The bill requires a local government to provide the Colorado energy office (office) with the climate action element and then requires the office to deliver a copy of any climate element it receives to the department of local affairs, the Colorado department of transportation (CDOT), and any other state agency that the office determines.
Section 4 requires CDOT to coordinate with metropolitan planning organizations to establish criteria that define growth corridors and identify these growth corridors. Having identified these growth corridors, the department and metropolitan planning organizations shall coordinate with local governments to develop transportation demand management plans for these growth corridors. Section 5 makes 2 changes related to the statewide transportation plan.
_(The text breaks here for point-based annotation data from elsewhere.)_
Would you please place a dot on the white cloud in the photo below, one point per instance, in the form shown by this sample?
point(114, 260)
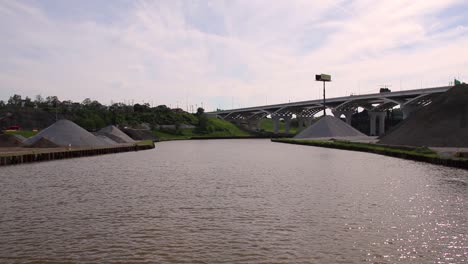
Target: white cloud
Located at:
point(172, 51)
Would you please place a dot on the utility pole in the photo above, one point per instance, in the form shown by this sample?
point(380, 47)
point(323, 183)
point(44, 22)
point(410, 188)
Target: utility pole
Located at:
point(323, 78)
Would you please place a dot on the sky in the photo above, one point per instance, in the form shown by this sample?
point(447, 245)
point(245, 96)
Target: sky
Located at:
point(227, 54)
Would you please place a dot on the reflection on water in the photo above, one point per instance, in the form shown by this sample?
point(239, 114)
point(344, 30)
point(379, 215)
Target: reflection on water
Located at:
point(234, 201)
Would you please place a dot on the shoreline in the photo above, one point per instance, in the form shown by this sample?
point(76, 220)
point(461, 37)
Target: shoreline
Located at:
point(23, 155)
point(403, 152)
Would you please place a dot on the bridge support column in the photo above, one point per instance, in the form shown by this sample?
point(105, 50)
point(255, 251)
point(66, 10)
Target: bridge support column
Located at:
point(238, 122)
point(308, 121)
point(287, 123)
point(300, 123)
point(407, 110)
point(348, 115)
point(275, 124)
point(373, 122)
point(254, 124)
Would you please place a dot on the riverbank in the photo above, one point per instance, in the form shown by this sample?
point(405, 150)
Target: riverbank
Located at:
point(409, 153)
point(13, 156)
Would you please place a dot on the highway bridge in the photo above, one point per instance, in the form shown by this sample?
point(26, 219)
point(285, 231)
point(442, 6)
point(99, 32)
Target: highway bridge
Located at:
point(376, 105)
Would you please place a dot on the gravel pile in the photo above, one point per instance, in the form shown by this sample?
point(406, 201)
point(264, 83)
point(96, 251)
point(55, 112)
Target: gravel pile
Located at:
point(329, 127)
point(105, 139)
point(64, 133)
point(115, 134)
point(8, 141)
point(140, 134)
point(443, 123)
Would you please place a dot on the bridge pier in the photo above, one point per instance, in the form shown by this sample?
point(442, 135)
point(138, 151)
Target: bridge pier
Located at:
point(254, 124)
point(287, 123)
point(275, 124)
point(300, 123)
point(407, 110)
point(373, 122)
point(348, 115)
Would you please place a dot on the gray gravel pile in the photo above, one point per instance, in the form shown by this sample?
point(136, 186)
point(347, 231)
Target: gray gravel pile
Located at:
point(116, 134)
point(443, 123)
point(329, 127)
point(105, 139)
point(140, 134)
point(64, 133)
point(7, 141)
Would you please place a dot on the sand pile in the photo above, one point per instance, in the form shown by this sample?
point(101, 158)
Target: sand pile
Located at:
point(140, 134)
point(115, 134)
point(106, 140)
point(65, 132)
point(8, 141)
point(43, 143)
point(329, 127)
point(443, 123)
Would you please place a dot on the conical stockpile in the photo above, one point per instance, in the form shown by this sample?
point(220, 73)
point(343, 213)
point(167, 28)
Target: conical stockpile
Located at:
point(65, 133)
point(115, 134)
point(443, 123)
point(329, 127)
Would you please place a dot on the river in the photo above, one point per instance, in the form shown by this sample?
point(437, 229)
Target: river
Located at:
point(234, 201)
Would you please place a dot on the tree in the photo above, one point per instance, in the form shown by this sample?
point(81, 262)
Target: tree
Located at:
point(52, 101)
point(15, 100)
point(200, 111)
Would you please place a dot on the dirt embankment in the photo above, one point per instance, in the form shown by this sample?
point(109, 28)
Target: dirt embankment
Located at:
point(443, 123)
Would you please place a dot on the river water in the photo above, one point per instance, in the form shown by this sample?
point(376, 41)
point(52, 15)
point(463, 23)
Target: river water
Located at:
point(234, 201)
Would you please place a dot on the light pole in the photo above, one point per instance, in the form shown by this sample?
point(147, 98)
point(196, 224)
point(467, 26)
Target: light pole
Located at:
point(323, 78)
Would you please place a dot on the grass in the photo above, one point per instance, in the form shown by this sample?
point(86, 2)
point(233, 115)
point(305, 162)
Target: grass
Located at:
point(24, 133)
point(411, 153)
point(267, 124)
point(145, 143)
point(216, 128)
point(347, 145)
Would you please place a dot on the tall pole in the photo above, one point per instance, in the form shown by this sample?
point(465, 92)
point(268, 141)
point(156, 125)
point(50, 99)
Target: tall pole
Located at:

First, the bill requires the statewide transportation plan to include:
An examination of the impact of transportation decisions on land use patterns;
The identification of highway segments where promotion of context-sensitive highway permitting and design can encourage the development of dense, walkable, and mixed-use neighborhoods in transit-oriented centers and neighborhood centers; and
An emphasis on integrating planning efforts within CDOT to support multimodal transportation, neighborhood centers, and transit-oriented centers in infill areas as well as growth corridors through the associated transportation demand management corridor planning.
Second, the bill requires CDOT to conduct a study in connection with the statewide transportation plan that identifies:
Policy barriers and opportunities for the implementation of context-sensitive design, complete streets, and pedestrian-bicycle safety measures in locally-identified urban centers and neighborhood centers; and
The portions of state highways that pass through locally identified transit-oriented centers and neighborhood centers that are candidates for context-sensitive design, complete streets, and pedestrian-bicycle safety measures.(Note: This summary applies to this bill as introduced.)